Gadsden police had caught Stewart, then 20 years old, smoking marijuana outside her house a month earlier. It was the first time she’d been arrested, so the prosecutor offered a deal.
In exchange for testing clean in a series of random drug screens, Stewart's charges would be dropped and she’d avoid jail. But less than two weeks later, at her first screening, the officer who collected her urine delivered bad news: She tested positive for marijuana.
“I said, ‘Well yeah, there hasn’t been enough time for me to get it out of my system,’” Stewart recalled.
In court, Stewart was still hopeful.
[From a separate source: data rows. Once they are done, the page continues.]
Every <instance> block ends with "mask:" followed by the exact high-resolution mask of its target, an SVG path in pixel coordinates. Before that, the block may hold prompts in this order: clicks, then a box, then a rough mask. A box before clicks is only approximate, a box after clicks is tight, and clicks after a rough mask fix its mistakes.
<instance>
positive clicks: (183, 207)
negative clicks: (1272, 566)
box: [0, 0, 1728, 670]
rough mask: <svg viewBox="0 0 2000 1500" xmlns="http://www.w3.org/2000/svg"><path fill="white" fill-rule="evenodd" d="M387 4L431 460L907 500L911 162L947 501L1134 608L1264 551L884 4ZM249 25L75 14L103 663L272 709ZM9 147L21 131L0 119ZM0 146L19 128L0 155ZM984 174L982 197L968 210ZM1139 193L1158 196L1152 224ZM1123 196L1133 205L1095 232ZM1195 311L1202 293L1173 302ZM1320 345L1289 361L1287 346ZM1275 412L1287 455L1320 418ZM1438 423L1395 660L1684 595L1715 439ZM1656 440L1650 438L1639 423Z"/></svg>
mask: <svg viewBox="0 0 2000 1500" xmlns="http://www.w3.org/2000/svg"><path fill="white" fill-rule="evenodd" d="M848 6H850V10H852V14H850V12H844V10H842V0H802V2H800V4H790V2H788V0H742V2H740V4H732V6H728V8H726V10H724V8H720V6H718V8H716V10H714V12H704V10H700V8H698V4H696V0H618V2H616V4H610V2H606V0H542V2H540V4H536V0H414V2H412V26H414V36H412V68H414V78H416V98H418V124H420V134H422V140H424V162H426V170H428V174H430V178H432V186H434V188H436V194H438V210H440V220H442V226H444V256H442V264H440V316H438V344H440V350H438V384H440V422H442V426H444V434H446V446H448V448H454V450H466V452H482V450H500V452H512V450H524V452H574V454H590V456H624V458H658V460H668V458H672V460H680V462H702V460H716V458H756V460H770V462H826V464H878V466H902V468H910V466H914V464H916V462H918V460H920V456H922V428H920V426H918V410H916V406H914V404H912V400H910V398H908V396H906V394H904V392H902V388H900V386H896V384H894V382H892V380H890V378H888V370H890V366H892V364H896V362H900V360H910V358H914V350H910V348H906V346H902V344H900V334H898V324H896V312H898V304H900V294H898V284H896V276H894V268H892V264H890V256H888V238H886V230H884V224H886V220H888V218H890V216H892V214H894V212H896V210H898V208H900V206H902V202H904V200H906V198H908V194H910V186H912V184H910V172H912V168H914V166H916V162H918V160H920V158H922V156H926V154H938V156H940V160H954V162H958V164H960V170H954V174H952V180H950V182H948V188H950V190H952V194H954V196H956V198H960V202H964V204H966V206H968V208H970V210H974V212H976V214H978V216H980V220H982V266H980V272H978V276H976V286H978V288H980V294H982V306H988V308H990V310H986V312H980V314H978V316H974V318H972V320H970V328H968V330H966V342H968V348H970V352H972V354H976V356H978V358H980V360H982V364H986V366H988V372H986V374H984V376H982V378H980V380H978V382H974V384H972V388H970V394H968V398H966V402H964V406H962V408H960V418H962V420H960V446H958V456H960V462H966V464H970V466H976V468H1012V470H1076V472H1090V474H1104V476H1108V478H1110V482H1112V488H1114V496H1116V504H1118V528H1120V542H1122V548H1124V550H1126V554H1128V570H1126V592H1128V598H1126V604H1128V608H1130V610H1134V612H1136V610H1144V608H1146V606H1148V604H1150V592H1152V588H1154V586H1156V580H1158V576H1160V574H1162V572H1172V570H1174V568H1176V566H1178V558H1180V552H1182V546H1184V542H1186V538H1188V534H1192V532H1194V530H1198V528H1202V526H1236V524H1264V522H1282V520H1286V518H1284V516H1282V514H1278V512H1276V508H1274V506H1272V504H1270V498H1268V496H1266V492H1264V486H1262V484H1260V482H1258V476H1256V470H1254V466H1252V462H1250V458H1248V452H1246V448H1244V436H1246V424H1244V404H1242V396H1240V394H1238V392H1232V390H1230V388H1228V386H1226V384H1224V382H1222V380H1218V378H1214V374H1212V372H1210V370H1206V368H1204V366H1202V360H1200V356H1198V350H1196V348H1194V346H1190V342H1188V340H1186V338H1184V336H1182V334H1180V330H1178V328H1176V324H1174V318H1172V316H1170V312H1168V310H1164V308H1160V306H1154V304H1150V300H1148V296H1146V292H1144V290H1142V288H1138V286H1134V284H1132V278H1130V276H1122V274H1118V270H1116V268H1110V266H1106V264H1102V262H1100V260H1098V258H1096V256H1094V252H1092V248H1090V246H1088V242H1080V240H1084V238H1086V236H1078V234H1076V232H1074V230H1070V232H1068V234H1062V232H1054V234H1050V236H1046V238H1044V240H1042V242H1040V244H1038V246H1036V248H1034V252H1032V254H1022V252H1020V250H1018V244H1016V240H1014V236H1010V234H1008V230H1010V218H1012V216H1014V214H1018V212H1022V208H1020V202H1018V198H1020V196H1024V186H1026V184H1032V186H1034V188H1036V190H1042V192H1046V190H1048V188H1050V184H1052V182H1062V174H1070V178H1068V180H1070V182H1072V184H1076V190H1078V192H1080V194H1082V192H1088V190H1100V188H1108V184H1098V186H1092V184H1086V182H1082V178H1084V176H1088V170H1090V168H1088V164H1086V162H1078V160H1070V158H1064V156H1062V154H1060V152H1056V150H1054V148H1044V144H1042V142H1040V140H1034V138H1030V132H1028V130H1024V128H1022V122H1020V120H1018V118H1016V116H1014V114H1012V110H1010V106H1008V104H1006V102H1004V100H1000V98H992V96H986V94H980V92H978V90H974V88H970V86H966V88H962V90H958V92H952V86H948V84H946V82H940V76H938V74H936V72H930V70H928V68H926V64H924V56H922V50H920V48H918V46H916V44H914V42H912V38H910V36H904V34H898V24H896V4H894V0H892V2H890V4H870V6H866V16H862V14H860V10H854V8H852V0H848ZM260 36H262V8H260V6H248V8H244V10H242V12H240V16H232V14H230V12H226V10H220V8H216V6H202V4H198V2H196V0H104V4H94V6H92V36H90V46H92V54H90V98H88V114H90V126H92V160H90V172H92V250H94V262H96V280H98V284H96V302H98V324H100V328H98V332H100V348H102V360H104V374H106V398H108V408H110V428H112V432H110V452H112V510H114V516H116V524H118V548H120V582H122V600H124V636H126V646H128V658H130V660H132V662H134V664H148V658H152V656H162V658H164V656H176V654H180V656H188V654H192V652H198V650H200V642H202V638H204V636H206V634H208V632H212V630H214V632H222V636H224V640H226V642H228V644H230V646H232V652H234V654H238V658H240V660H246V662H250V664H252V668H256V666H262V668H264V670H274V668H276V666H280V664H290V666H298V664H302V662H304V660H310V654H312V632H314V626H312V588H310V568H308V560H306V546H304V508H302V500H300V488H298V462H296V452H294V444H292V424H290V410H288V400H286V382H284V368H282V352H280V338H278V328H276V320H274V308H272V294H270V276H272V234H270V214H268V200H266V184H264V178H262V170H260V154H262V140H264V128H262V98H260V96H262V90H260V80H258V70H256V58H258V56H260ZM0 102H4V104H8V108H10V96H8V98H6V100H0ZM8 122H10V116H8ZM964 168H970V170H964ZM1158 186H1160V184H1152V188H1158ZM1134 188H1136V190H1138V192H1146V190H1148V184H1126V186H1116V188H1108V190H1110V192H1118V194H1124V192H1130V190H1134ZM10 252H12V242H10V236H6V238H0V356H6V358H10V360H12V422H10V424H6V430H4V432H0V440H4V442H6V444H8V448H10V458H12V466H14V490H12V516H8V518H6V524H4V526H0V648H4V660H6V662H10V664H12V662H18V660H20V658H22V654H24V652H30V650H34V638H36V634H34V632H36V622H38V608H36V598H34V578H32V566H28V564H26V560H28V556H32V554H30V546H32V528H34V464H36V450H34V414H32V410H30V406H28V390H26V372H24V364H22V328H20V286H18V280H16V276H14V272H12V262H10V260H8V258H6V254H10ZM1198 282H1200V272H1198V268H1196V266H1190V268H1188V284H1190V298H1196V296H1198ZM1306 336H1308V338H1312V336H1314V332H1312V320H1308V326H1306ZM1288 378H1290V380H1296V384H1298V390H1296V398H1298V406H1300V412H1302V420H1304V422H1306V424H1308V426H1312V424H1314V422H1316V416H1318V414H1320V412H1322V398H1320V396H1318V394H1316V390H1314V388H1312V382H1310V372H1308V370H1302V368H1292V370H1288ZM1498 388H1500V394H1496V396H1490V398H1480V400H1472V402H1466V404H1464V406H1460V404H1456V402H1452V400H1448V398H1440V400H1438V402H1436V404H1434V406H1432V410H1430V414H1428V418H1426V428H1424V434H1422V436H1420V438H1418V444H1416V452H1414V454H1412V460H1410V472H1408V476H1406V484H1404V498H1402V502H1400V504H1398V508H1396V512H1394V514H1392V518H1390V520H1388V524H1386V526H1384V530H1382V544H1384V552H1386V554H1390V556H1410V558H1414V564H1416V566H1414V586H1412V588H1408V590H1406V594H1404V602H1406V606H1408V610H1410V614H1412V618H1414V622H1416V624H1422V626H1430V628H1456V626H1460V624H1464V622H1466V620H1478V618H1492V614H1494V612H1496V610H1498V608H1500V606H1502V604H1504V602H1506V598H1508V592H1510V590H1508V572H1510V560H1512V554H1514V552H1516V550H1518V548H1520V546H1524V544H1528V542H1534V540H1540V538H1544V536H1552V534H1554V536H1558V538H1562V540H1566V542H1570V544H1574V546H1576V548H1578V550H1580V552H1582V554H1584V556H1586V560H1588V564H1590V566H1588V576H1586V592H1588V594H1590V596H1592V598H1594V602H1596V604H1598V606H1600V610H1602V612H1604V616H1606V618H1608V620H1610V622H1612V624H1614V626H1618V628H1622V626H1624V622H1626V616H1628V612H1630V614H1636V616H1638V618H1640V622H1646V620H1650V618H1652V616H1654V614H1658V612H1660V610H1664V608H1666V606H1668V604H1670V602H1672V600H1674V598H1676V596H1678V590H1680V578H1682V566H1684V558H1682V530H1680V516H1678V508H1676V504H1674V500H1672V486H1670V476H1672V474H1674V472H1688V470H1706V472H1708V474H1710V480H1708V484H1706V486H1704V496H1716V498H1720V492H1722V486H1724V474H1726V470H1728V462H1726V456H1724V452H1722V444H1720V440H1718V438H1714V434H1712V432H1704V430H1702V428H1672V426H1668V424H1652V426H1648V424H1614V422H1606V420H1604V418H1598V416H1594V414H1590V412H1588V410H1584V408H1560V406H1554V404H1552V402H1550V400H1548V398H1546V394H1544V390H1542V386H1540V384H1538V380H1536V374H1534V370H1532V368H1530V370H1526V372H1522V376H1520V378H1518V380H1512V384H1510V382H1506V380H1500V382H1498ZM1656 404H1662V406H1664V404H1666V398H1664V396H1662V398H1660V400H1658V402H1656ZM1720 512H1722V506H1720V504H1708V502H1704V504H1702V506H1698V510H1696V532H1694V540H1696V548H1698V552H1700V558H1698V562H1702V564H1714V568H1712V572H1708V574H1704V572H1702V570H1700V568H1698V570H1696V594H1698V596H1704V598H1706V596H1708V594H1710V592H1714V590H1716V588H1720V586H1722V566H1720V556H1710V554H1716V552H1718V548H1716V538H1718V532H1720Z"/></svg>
She attempted to sway the prosecutor by telling her about all the good things going on in her life. Then the big reveal: “I told them that I was pregnant, thinking it would help me,” Stewart recalled.
“I think, OK, I’ll tell them I work for the country club. I have a great job,” Stewart told AL.com. “I’m getting into bartending, and now I’m pregnant. Maybe they’ll feel sorry for me. I was just really unaware of how the system worked, and the way things were.”
The prosecutor silently jotted a couple words down on a sticky note and passed it to the judge, Stewart said. The judge sent her to jail for five days for failing the drug test.
Six years before her arrest, Etowah County officials had embarked on an unprecedented crackdown on pregnant drug users. Alabama lawmakers in 2006 created the chemical endangerment law to protect children from meth lab hazards, but Etowah and a handful of other counties apply the law to alleged hazards in the womb from drug use.
For smoking marijuana, Stewart found that she had become something both disgraceful and common: another pregnant woman headed for jail in Etowah County.